Gershkovich was arrested in late March and charged with espionage, a crime that carries a 20-year prison sentence. The United States appears to be quietly working with Russia to secure the release of Gershkovich and Paul Whelan, a former Marine who was detained in Russia more than four years ago.
"Given the ongoing work to secure Paul and Evan’s release, we will not go into details on the negotiation process," a State Department spokesman told the Washington Free Beacon in response to questions about the Kremlin’s claim earlier this week that a prisoner swap is on the table.
The State Department’s comments appear to confirm the Kremlin’s claims that it is discussing a possible prisoner exchange with American officials, potentially the second such swap in six months. Diplomatic channels with Moscow appear to be open even as Russia wages an unprovoked war on Ukraine that has drawn fierce condemnation from the United States.
Women’s basketball player Brittney Griner was freed from Moscow late last year after she was arrested for carrying drugs into the country. In exchange for Griner, the Biden administration released Russian arms dealer Viktor Bout, known as the "Merchant of Death," drawing fierce criticism from Republicans who accused President Joe Biden of surrendering to Moscow. Whelan, notably, was not part of that deal and expressed shock that the Biden administration would leave him behind.
Russian spokesman Dmitry Peskov signaled that releasing both Whelan and Gershkovich is now on the table, but said negotiations must be carried out in secret.
"We have said that there have been certain contacts on the subject, but we don't want them to be discussed in public," Peskov was quoted as saying in a press call. "They must be carried out and continue in complete silence."
The U.S. ambassador to Russia, Lynne Tracy, was permitted to visit Gershkovich on Monday, the first time American officials were granted consular access since April 17.
A State Department official, speaking only on background, told the Free Beacon that the meeting was held at Lefortova Prison in Moscow, and that "Gershkovich is in good health and remains strong, despite his circumstances."
U.S. embassy officials, the State Department said, "will continue to provide all appropriate support to Mr.

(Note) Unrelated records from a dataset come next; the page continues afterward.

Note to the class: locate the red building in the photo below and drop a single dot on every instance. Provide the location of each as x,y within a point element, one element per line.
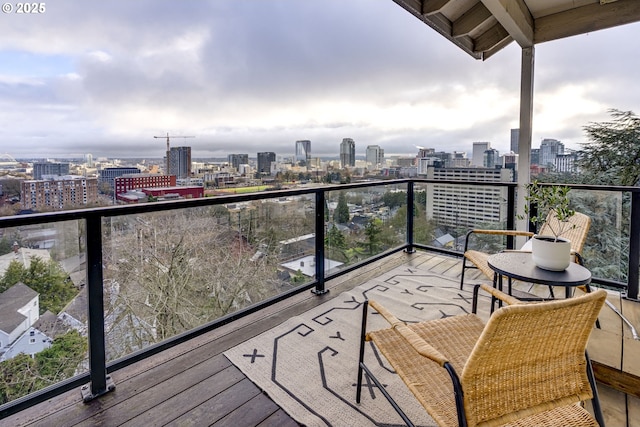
<point>129,182</point>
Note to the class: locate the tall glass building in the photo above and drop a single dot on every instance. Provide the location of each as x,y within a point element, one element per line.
<point>347,152</point>
<point>303,152</point>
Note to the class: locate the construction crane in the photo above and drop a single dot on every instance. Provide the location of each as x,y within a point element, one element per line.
<point>172,136</point>
<point>169,149</point>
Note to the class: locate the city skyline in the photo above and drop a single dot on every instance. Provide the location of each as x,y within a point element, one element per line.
<point>105,78</point>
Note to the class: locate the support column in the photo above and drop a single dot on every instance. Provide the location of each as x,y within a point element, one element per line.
<point>525,134</point>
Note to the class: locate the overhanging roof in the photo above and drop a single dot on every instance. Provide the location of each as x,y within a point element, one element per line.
<point>483,27</point>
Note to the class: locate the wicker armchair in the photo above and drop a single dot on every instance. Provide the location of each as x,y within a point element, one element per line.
<point>503,373</point>
<point>576,235</point>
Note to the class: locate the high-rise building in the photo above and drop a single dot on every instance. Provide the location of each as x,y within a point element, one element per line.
<point>63,192</point>
<point>347,152</point>
<point>303,152</point>
<point>235,160</point>
<point>477,158</point>
<point>535,156</point>
<point>179,162</point>
<point>264,162</point>
<point>566,162</point>
<point>491,158</point>
<point>475,205</point>
<point>515,139</point>
<point>549,150</point>
<point>49,168</point>
<point>375,156</point>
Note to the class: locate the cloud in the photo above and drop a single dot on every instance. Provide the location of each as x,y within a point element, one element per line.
<point>249,76</point>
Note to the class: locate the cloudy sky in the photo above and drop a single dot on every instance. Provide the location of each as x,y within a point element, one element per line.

Gershkovich and his family, and we expect Russian authorities to provide continued consular access."
The State Department reiterated its belief that Gershkovich "is wrongfully detained and the charges against him are baseless." The United States is pushing for the "immediate release" of both Gershkovich and Whelan, the State Department continued, adding that "both men deserve to go home to their families now."
The White House did not respond to a Free Beacon request for comment on the prisoner talks with Russia, but said Tuesday that it continues to push for the release of both men.
"While we unfortunately do not have a breakthrough to share, we continue to pursue every avenue to secure the release of Evan Gershkovich and fellow American Paul Whelan," a White House spokesman told the Wall Street Journal.